Kettler points out that the UCF research team has achieved “some very interesting things” in their efforts. First, the team uniquely structured their deep neural network, which processes algorithms, a multi-headed neural network.
UCF’s algorithm begins by converting text from social media platforms into numbers the algorithm can understand, she says. “This is the first phase,” Akula says. “Next, the heart of our architecture is essentially the method of self-attention. We take the different projections of the same entry, and then we try to learn all the different combinations of those entries that come together. The reason we do this is to understand the relationship between two words in a sentence. Especially when you have a really long sentence, understanding the context or understanding the semantics behind it is easy for humans, but it’s hard for a machine to figure it out. That is why we must examine every possibility of these combinations.
She cites an example of the word apple. If the text says someone “takes an apple to work,” it could mean an Apple gadget or an apple, ”suggests Akula.“ Then these layers of self-attention are made through different heads and different layers, so it’s like a bunch of layers, a bunch of heads all trying to figure out all the likely combinations of “apple”. “
The system then calculates an attention rate for each word and sends the data through the Closed Recurring Unit (GRU), a special type of neural network UCF uses to learn the relationship between two words, Akula suggests.

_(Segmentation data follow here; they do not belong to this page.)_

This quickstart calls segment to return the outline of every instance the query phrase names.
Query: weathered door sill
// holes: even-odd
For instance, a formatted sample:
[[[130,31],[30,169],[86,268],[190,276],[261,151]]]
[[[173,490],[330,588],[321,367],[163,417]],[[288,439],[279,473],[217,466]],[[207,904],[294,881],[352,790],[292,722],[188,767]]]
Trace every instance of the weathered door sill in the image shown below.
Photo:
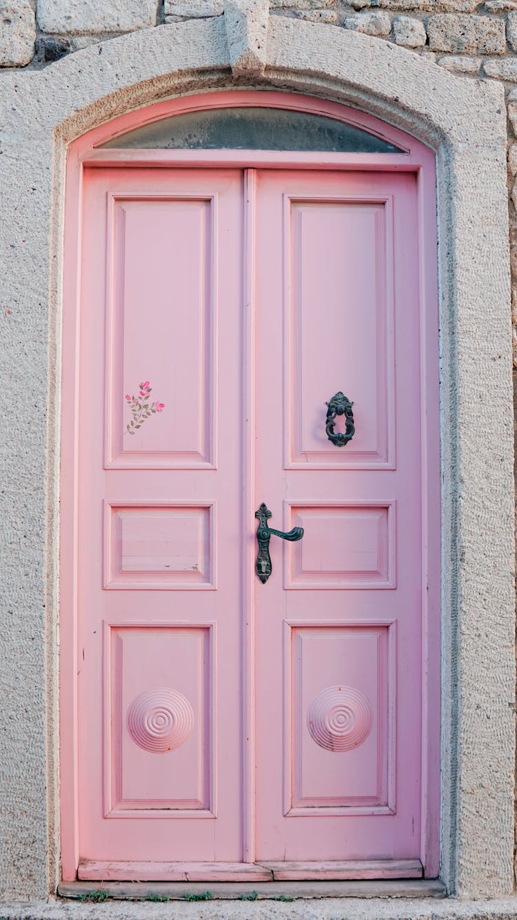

“When a word has a higher attention rate, it means it has a certain emphasis,” says the researcher. “And using that attention rate, the patterns are learned, then this calculated information is sent to the GRU neural networks, which are then connected to a fully connected layer, or to a basic neural network, and then it calculates the probability score. “
The probability score indicates the likelihood that a sentence contains sarcasm. First succeeded in detecting sarcasm in words, the algorithm then had to be applied to symbols or emojis. “In our case, we had very good results detecting most sarcasm and non-sarcasm when we have words, but there are situations where there are question marks, the algorithm was a little confused to detect what it means, “Akula admits. “But if not, when there is pure text or when there are hash symbols or when there are emojis, that sort of thing, he was able to detect very well.”

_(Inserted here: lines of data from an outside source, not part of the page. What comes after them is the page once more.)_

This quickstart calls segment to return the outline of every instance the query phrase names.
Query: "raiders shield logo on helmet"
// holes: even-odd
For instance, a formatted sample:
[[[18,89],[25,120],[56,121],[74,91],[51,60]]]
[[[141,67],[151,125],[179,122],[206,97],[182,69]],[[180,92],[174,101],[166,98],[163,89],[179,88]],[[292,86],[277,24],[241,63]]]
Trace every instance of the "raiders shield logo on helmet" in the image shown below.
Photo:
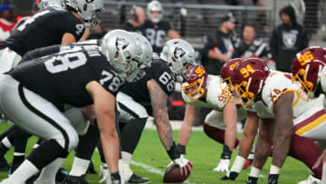
[[[118,51],[124,50],[129,45],[129,42],[124,38],[118,37],[116,40],[116,48]]]
[[[182,56],[185,55],[185,53],[186,53],[186,52],[183,49],[176,47],[173,54],[174,54],[175,58],[180,59]]]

In fact, UCF’s artificial intelligence tool was found to be accurate 99 percent of the time, Kettler says.
“The accuracy was much better than many other attempts to create classifiers that detect sarcasm, which, on a single sentence, is probably comparable to most humans or maybe even better,” notes the DARPA program manager. .
The next steps, according to Kettler, are to increase the accuracy of the models when applied to other signal sources. “To validate a model, we have to say, given a particular narrative, how the model says information is going to change over time, and then we compare it to how it actually changes over time,” he says. he. “So we have a very well-defined ground truth in the actual dissemination of information. And in addition to these models, it’s to help you better understand how people interact with information.
Kettler expects SocialSim’s research efforts to be completed by the end of the calendar year. After that, the program manager will seek to pave the way for other information warfare solutions for the nation.